Why this matters
As a Data Engineer, you ship code to many places: Airflow workers, Spark clusters, containers, and servers. Each place needs the exact same dependencies to run reliably. Good dependency management prevents brittle pipelines, avoids “works on my machine,” and makes rollbacks and audits straightforward.
- Keep ETL jobs reproducible across dev, CI, and prod.
- Pin and lock versions to prevent surprise breaks from upstream releases.

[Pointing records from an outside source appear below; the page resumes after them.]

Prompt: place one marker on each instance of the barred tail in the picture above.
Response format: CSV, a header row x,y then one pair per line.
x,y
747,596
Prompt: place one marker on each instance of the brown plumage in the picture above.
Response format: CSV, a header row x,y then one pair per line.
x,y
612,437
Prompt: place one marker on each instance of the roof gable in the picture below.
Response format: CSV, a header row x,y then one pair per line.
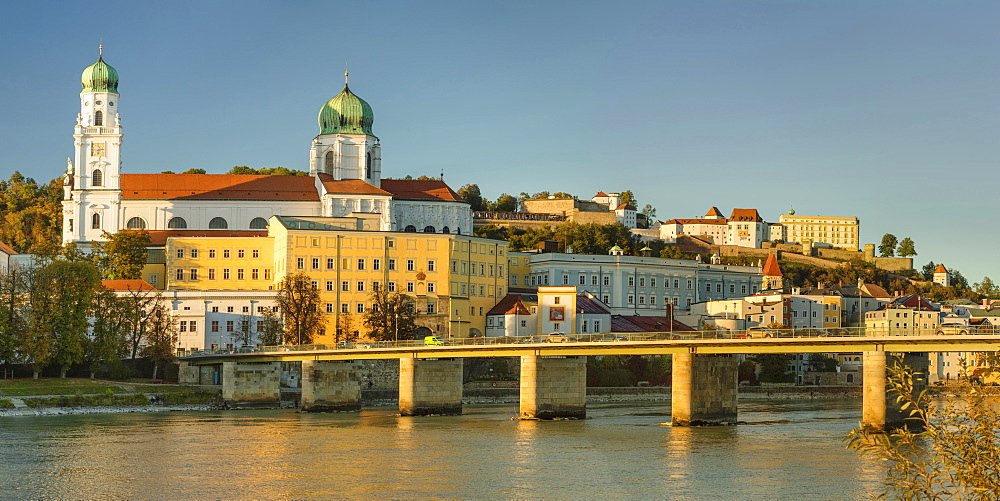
x,y
217,187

- Deploy containers with deterministic builds for Spark/Batch/Streaming tasks.
- Meet security expectations by verifying hashes and using known-good versions.
Concept explained simply
Dependencies are the external pieces your code needs: libraries, system packages, connectors. Managing them means choosing versions, recording them, installing them the same way everywhere, and updating them safely.
Mental model
- Recipe: You write a short list of ingredients you want (top-level dependencies).
- Lock: A precise shopping list the store can fulfill exactly (resolved, pinned, hashed versions).
- Kitchen: An isolated place to cook (virtualenv/conda or a container).
- Meal: The built artifact or image that anyone can run, anywhere.
Core practices (what to actually do)
- Use isolation: virtual environments (Python) or containers for every project.
- Prefer pins and lock files: avoid unbounded ranges like ">=" or "latest" in production builds.
- Separate intent vs resolution: keep a short "requirements.in" (or pyproject dependencies) and a locked "requirements.txt" or lockfile.
- Reproducible installs: use hashes and deterministic flags.
- Handle system deps explicitly: pin OS packages and native libs in Dockerfiles.
- Cache wisely: cache wheels and artifacts; avoid caching the internet (keep lock files authoritative).
- Upgrade on purpose: schedule dependency reviews; update in small chunks; test and rollback.
Glossary (quick reference)
- Top-level dependency: The library you request (e.g., pandas).
- Transitive dependency: A dependency of your dependency (e.g., numpy pulled by pandas).
- Pinning: Choosing an exact version (e.g., pandas==2.2.2).
- Lock file: Machine-generated file that records exact resolved versions and hashes.
- Constraints file: A file that restricts versions without adding new packages.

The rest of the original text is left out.